Principal Differences between K2 and K3

  1. The K3 has been optimized to produce super-resolution images, does so intinsically when electron counting, and does not have a distinction between counting and super-resolution modes.  The user interface in DM simply offers linear and counting modes and adopts the SerialEM convention of using binning 0.5 to refer to super-resolution images.  To maintain consistency with DM, SerialEM also provides just two modes and refers to them and linear and counting.
  2. The K3 has only two gain references, linear and super-resolution.
  3. The K3 does allow fast binning by 2 for electron counting images, thus replicating the counting mode of the K2 camera, but this capability was added late in the development of SerialEM support for K3.  I decided not to recreate a distinction between counting and super-resolution modes, which would have been largely artificial.  Instead, SerialEM provides an option to acquire frames with 'hardware' binning by 2 for either saving or aligning.
  4. SerialEM includes another option for getting frames the same size as the sensor: saving super-resolution frames with antialiased reduction by 2, which takes about 0.1 sec per frame.  This option is available for K2 as well, but there it costs even more time because super-resolution mode itself takes longer than counting.
  5. K3 electron counting images are scaled to 32 counts per detected electron and gain normalization results in byte values.  Each super-resolution pixel can thus hold up to 7 electrons.
  6. The readout rate of the K3 is 3.75 times higher than the K2 and it can thus count electrons arriving at dose rates per pixel that are higher by this amount.  The optimal dose rate is around 30 electrons per physical pixel per second instead of 8.  (Sensor pixels are referred to as physical pixels.)
  7. Linear mode is even less useful for the K3 than for the K2 because of this higher dose rate range for electron counting.  It may still be useful for continuous mode.  It consists of very high counts in DM; these get scaled to match the 32 counts per electron of counting mode.
  8. The processors in the K3 computer are much less occupied during the time when it is feeding frames to SerialEM's plugin to DM, so parallelization of various frame processing steps in the plugin is more effective.  The plugin has thus gotten faster just as the camera has.

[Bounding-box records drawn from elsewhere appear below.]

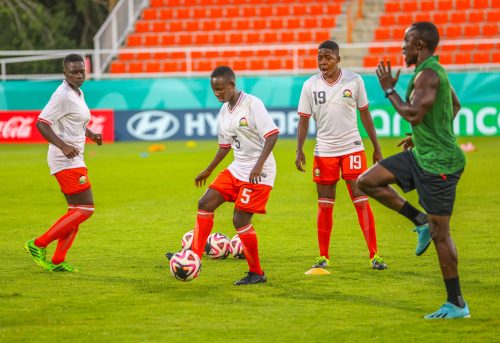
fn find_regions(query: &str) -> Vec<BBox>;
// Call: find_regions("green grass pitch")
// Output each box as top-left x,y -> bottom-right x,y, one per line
0,138 -> 500,342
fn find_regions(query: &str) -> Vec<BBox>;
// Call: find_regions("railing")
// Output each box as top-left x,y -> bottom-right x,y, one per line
0,38 -> 500,81
93,0 -> 149,78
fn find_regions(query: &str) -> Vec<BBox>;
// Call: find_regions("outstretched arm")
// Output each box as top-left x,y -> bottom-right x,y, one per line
249,132 -> 279,183
295,116 -> 309,172
377,61 -> 439,125
194,146 -> 231,187
36,121 -> 80,158
359,108 -> 383,164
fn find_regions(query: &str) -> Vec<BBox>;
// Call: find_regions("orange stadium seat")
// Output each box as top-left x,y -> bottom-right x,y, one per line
109,61 -> 126,74
455,52 -> 471,64
483,23 -> 498,36
402,0 -> 418,13
385,1 -> 401,12
472,52 -> 490,63
420,0 -> 436,12
109,0 -> 348,73
454,0 -> 471,10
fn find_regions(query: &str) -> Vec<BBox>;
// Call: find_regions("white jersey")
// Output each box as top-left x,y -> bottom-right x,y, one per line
298,69 -> 368,157
38,81 -> 90,174
217,92 -> 279,186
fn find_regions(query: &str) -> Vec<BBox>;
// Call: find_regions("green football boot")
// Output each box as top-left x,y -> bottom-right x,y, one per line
370,254 -> 387,270
24,239 -> 47,268
48,261 -> 79,273
311,256 -> 330,269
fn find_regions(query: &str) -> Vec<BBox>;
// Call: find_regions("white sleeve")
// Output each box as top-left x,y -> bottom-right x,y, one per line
356,76 -> 368,110
297,83 -> 313,117
38,92 -> 67,125
251,98 -> 280,138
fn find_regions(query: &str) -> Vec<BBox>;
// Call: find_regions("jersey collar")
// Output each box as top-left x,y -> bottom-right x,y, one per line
319,69 -> 342,87
227,91 -> 245,113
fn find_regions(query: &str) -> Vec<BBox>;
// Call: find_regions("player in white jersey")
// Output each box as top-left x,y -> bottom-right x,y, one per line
295,41 -> 387,269
24,54 -> 102,272
182,66 -> 279,285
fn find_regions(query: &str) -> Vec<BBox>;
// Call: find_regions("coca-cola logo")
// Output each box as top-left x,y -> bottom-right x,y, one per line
0,116 -> 35,139
87,115 -> 106,133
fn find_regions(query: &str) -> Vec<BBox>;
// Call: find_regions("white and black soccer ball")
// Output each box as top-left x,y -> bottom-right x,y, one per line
182,230 -> 194,250
170,250 -> 201,281
205,232 -> 231,260
229,235 -> 246,259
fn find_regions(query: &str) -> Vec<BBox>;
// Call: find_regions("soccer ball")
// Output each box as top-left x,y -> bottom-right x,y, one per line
170,250 -> 201,281
182,230 -> 194,250
205,232 -> 231,260
229,235 -> 245,259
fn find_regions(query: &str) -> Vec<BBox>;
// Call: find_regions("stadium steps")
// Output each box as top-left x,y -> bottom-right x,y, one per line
363,0 -> 500,67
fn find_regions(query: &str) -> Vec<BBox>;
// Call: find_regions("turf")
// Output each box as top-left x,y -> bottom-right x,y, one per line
0,138 -> 500,342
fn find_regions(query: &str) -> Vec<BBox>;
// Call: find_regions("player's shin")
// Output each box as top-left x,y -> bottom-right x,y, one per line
317,198 -> 335,259
192,210 -> 214,259
236,224 -> 264,275
352,196 -> 377,259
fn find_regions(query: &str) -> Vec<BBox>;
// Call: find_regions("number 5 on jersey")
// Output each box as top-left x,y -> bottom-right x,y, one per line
349,155 -> 362,170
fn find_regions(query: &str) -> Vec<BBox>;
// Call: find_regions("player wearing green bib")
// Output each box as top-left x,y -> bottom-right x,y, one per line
358,22 -> 470,319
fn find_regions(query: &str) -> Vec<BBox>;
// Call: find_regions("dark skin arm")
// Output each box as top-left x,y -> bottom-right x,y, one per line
359,108 -> 383,164
194,147 -> 231,187
85,128 -> 102,145
249,133 -> 278,184
451,88 -> 462,119
377,61 -> 439,125
36,121 -> 80,158
295,116 -> 309,172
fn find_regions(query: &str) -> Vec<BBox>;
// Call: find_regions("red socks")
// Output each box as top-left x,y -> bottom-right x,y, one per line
35,204 -> 94,264
352,196 -> 377,259
317,198 -> 335,259
191,210 -> 214,259
236,224 -> 264,275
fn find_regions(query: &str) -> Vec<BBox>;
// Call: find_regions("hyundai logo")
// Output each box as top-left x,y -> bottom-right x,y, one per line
127,111 -> 180,141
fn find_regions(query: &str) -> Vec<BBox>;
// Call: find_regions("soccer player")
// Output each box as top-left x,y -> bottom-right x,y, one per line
358,22 -> 470,319
295,40 -> 387,270
24,54 -> 102,272
192,66 -> 279,285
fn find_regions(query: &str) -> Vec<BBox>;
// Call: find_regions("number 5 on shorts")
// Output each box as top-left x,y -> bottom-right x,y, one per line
349,155 -> 362,170
240,188 -> 252,204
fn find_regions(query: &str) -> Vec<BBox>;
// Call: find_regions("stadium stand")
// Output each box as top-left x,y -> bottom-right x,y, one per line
110,0 -> 344,73
363,0 -> 500,67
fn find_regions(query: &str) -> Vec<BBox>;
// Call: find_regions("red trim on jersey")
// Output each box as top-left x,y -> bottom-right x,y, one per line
264,129 -> 280,138
227,91 -> 245,113
321,69 -> 342,87
63,80 -> 82,96
37,118 -> 52,125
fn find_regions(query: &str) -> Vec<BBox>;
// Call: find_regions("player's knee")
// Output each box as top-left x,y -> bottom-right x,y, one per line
356,174 -> 371,194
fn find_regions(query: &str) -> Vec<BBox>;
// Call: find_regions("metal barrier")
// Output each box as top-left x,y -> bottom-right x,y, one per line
93,0 -> 149,78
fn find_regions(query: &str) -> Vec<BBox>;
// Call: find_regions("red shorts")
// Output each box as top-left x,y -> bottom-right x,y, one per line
54,167 -> 91,195
313,151 -> 367,184
208,169 -> 273,213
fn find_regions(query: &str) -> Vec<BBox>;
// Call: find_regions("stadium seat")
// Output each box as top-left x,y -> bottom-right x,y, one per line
472,52 -> 490,63
385,1 -> 401,12
420,0 -> 436,12
483,23 -> 498,36
455,52 -> 472,64
402,0 -> 418,13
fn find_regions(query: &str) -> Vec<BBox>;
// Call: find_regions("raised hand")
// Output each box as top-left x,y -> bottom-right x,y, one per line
376,60 -> 401,91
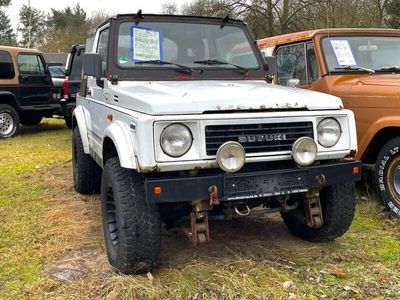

Remaining Problems with the K3

This list will be continually updated and eventually removed as Gatan either solves the problem or clarifies the situation.  (Last update January 29, 2021)

  1. Linear mode images during continuous acquisition have an incorrect offset which would give a misleading dose rate estimate.  This is currently adjusted for in SerialEM.  If the problem is ever resolved, there will probably be a property setting to prevent the adjustment.
  2. Hardware binning in counting mode is constrained to producing normalized data in bytes.  This could potentially saturate frames taken with the option for hardware binning by 2 with long frame times.  Also, continuous mode for counting images with a binning selection of 1 or higher uses hardware binning by 2 and can saturate with high dose rates or with longer exposures, and hardware binning by 4 is simply not used for these images because it saturates so easily.
  3. SerialEM has no control over the alignment of frames by MotionCor2 available in DM as an option, and apparently cannot trigger this alignment or access the result.